[Physics] Form of the Classical EM Lagrangian


So I know that for an electromagnetic field in a vacuum the Lagrangian is $$\mathcal L=-\frac 1 4 F^{\mu\nu} F_{\mu\nu},$$ the standard model tells me this. What I want to know is if there is an elementary argument (based on symmetry perhaps) as to why it has this form. I have done some searching/reading on this, but have only ever found authors jumping straight to the expression and sometimes saying something to the effect that it is the "simplest possible".

Best Answer

The Lagrangian for Electromagnetism follows uniquely from requiring renormalizability and gauge invariance (plus parity time reversal)

U(1) gauge Invariance

if you require your Lagrangian to be locally invariant under symmetry operations of the unitary group U(1) that is under

$$\phi\to e^{i\alpha(x)}\phi$$

all derivatives $\partial_\mu$ have to be replaced by the covariant derivative $D_\mu = \partial_\mu+ieA_\mu$, where, in order to save local invariance the gauge field is introduced. Loosely speaking this is necessary to make fields at different spacetiem points comparable Since two points may have an arbitrary phase difference, due to the fact that we can set $\alpha(x)$ as we wish, something has to compensate this difference, before we can compare fields, which is what differentiation basically does. This is similar to parallel transport in general relativity (the mathematical keyword is connection see wiki: Connection (wiki) The gauge field $A_\mu$ transforms as $A_\mu \to A_\mu - \frac{1}{e}\partial_\mu\alpha(x)$.

Now the question is what kind of Lagrangians we can build with this requirement. For matter (i.e. non-gauge) fields it's easy to construct gauge invariant quantities by just replacing the derivatives with the covariant derivatives, i.e.

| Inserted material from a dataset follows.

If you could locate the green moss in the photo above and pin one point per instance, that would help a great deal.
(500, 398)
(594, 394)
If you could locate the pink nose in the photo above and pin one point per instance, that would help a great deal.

$$\bar{\psi}\partial_\mu\gamma^\mu\psi\to \bar{\psi}D_\mu\gamma^\mu\psi$$,

this will yield kinetic terms for the field (the part with the normal derivative), and interactions terms between matter fields and the gauge field.

Gauge-Field only terms

the remaining question is how to construct terms involving only the gauge field and no matter fields (i.e. the 'source-free' terms your question is about). For this we must construct gauge-invariant germs of $A_\mu$.

Once $\alpha(x)$ is chosen we can imagine starting from a point and walking on a loop back to that same point (this is called a wilson loop (wiki)). This must necessarily be gauge invariant since any phase that we pick up on the way we must also loose on the way back. It turns out, that this is exactly the term $F_{\mu\nu}$, i.e. the field strength. (the calculation is a little longer, see Peskin & Schroeder page 484). Actually this is only true for abelian symmetries such as U(1), for non abelian ones such as SU(3) we will get some interaction terms between the gauge fields which is why light does not interact with itself but gluons do.

Bilinear mass terms such as $A_\mu A^\mu$ are not gauge invariant (in the end this is the need for the Higgs meachanism)


If we wish that our theory is renormalizable, we can only include terms into the lagrangian up to mass dimension 4. Now listing all terms up to mass dimension 4 we arrive at

$$\mathcal{L} = \cdot\bar{\psi}D_\mu\psi - m\bar{\psi}\psi - b\cdot F_{\mu\nu}F^{\mu\nu} + d\cdot \epsilon^{\alpha\beta\gamma\delta}F_{\alpha\beta}F_{\gamma\delta}$$

the last term involves the anti-symmetric tensor $\epsilon^{\alpha\beta\gamma\delta}$ and is therefore not time and parity invariant.

Note that we have not included linear terms here since we will be expanding around a local minimum anyways, so that the linear term will vanish.


if we require U(1) gauge invariance and renormalizability (mass dimension up to 4) and time and parity invariance we only get

$$\mathcal{L} = \cdot\bar{\psi}D_\mu\psi - m\bar{\psi}\psi - b\cdot F_{\mu\nu}F^{\mu\nu}$$

In the source-free case this is

$$\mathcal{L} = - b\cdot F_{\mu\nu}F^{\mu\nu}$$

the overall factor $\frac{1}{4}$ is not important.